Mr. Cannon said later that his most significant accomplishment in the Senate was his role in passing legislation that deregulated the airline and trucking industries.

Born on Jan. 26, 1912, in St. George, Utah, where his father operated a cattle ranch, Howard Walter Cannon graduated from Arizona State Teachers College, where he starred in several sports, and received his law degree from the University of Arizona.

During World War II, he was the pilot of a transport plane that was shot down over the Netherlands in 1944 after dropping a contingent of paratroopers. He and a fellow officer, Frank Krebs, hid for six weeks behind German lines before American troops liberated the area.

Mr. Cannon was awarded a Distinguished Flying Cross. He became a major general in the Air Force Reserve and flew as a hobby for much of his life. Mr. Krebs later became a Senate aide for Mr. Cannon.

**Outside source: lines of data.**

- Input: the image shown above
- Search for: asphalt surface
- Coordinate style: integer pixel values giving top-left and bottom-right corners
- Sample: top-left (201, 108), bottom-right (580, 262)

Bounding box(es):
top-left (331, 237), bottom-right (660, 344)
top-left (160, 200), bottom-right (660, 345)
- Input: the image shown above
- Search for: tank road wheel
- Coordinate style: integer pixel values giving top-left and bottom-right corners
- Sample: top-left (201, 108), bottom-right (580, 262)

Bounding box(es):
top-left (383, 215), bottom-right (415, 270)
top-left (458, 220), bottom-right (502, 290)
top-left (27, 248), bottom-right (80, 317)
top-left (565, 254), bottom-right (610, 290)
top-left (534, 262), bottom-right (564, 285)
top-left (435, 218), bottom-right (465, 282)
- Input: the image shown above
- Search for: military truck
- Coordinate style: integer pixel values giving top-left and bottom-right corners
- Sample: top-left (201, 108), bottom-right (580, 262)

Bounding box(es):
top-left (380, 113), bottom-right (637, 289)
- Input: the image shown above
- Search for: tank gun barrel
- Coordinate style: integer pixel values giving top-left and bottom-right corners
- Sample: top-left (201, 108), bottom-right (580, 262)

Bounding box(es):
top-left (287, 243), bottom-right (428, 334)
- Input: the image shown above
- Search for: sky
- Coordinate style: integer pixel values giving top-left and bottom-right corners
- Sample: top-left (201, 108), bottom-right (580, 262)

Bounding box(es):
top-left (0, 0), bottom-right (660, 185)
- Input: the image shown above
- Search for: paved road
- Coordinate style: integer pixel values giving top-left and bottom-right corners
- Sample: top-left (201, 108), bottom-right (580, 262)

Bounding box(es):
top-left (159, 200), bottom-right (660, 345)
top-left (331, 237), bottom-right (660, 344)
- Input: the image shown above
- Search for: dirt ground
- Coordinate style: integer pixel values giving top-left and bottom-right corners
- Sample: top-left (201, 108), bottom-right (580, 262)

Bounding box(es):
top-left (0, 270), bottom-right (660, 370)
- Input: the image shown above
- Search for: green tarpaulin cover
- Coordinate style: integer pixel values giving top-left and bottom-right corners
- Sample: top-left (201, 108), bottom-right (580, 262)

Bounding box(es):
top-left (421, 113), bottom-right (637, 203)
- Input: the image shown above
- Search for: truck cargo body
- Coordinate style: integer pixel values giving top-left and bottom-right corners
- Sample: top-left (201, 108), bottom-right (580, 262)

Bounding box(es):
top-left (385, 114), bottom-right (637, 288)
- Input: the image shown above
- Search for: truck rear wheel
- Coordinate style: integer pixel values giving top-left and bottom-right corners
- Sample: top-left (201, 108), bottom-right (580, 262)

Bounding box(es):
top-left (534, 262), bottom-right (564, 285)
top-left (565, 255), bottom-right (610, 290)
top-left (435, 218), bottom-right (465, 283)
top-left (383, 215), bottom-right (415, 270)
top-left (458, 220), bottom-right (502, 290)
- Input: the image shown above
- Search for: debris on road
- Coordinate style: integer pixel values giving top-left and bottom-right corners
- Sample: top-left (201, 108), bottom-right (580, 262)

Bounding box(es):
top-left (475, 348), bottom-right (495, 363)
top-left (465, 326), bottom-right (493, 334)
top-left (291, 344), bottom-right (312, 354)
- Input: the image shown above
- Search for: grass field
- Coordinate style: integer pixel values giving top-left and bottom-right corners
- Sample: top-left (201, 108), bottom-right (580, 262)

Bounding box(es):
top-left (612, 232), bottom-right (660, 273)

Mr. Cannon practiced law in Las Vegas after the war and was elected city attorney in 1949. He narrowly won the Democratic primary for the Senate in 1958 and ousted the incumbent Republican, George W. Malone.

In 1964, he faced a tough re-election battle. Nevada had segregationist tendencies at the time, and some voters resented Mr. Cannon's vote to end a filibuster by Southern Democrats trying to block the Civil Rights Act. Some Republican strategists tried to link Mr. Cannon to Bobby Baker, the Senate secretary who was then at the center of a financial scandal.

Mr. Cannon beat the Republican candidate, Paul Laxalt, by 48 votes of more than 134,000 cast.

He easily won again in 1970 and 1976, but in 1982 he lost to Mr. Hecht by 5,657 votes of about 235,000 cast. Afterward, Mr. Cannon complained that reporters had not been aggressive enough in pressuring Mr. Hecht on important issues.

Mr. Cannon is survived by his wife, Dorothy; a son, Alan; and a daughter, Nancy Downey, all of Las Vegas.